Outlier Analysis

data_science
python

#1

(a)Box Plot method is used to spot & remove the outlier for a continous variable. Is it possible to have outlier for a categorical variable if yes what is the correct technique to remove outlier?
(b) In between Box Plot Analysis & Replace with NA which is more effective & why?


#2

Hi @swarup17,

You can use the value_counts() function, to identify the outliers in categorical variables.

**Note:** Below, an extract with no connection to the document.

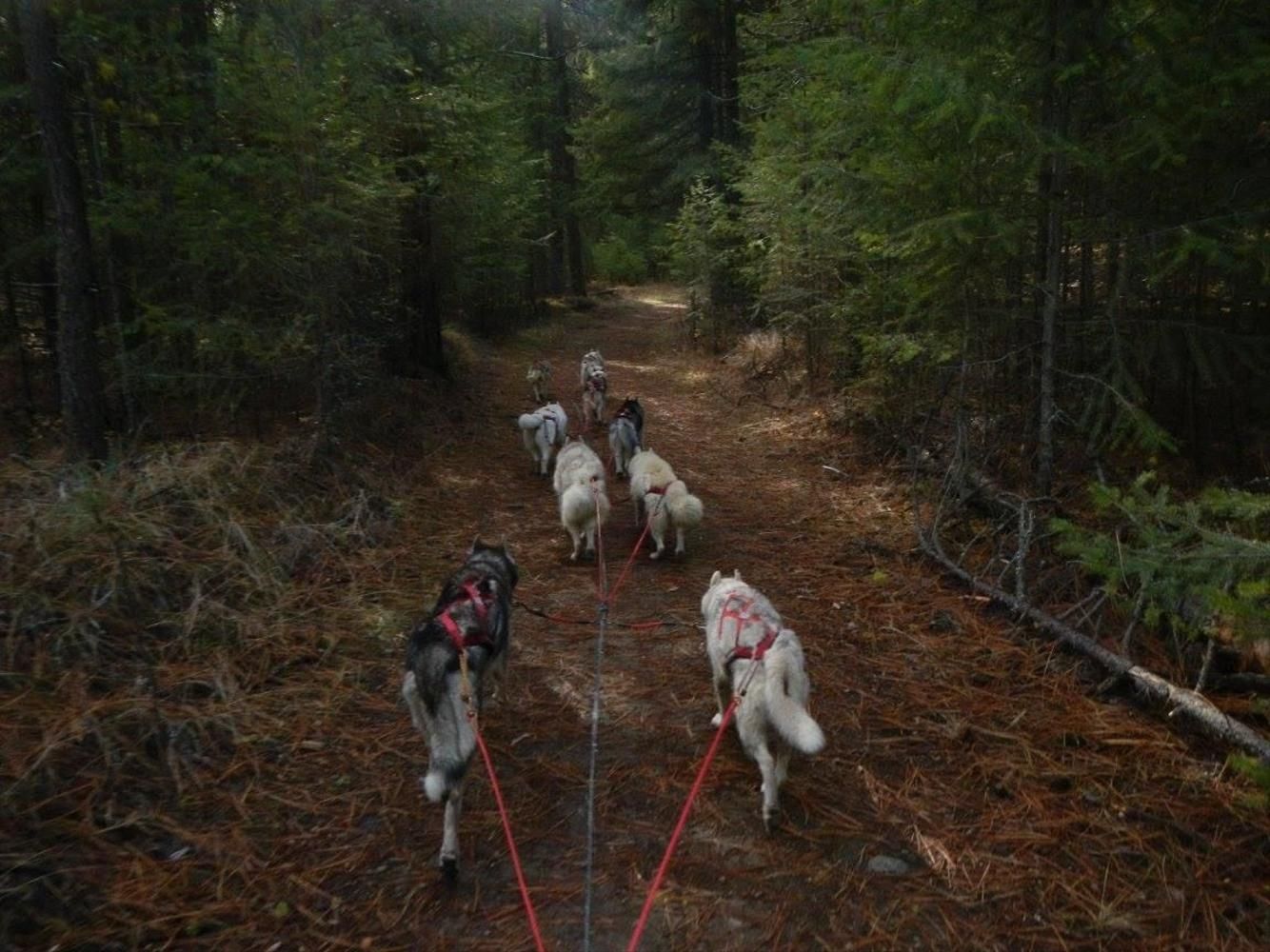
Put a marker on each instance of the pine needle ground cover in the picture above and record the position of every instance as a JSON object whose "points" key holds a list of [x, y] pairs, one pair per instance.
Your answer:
{"points": [[204, 745]]}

These are two completely different things. You would use the box plot analysis to analyze the data and see the distribution. Replace NA is to fill the missing values in the data. So can you explain why are you trying to compare these two techniques?


#3

Hi Aishwarya,

Thanks for the reply.
As per my knowledge
(b) Incase of Replace NA:-
After identifying the outlier via box plot analysis if certain outliers are important for running our model the outliers needs to be replaced by NA & later replaced by missing value analysis. Replace NA is another technique to be used for identifying the outliers.

Correct me if I am wrong.


#4

Hi @swarup17,

Replace NA is not to replace the outliers, but to replace the missing values. It is not a technique to replace outliers.


#5

Ok, Thanks for the info.


#6

Hi Swarup,

Replace NA values for categorical variables using Mode value. Mode value is robust to Outliers where as Mean and Median values are sensitive to outliers.

For Categorical variables, we can not plot Box plot to detect outliers as categorical variables are distict to each others. You can plot Countplot yo know, which category is very frequetist.

Thanks
Ravi


#7

Hello! @swarup17

Yes, Box plot is used to treat outliers for continuous variables.
There is never any outlier for Categorical variable, they might have lesser value for certain category which may be an outlier if you use boxplot and if u remove that it, it might not be a wise choice because you are actually removing a category from that variable.
It is preferred to use “Mode” to replace the missing value of the categorical variable but its a choice though if you have lesser NA to replace because it might increase variance for the that Mode value.
You can also build a Model to predict for those missing value for the categorical variable which I think is more effective when you have lot of missing value.


#8

To plot a box plot it is mandatory to have your data in numeric and continuous.


#9

Modified box plot can be considered.Unlike the standard box plot , a modified box plot does not include the outliers. Instead, the outliers are represented as points beyond the ‘whiskers’, in order to represent more accurately the dispersion of the data.
Modified box plot is default in R.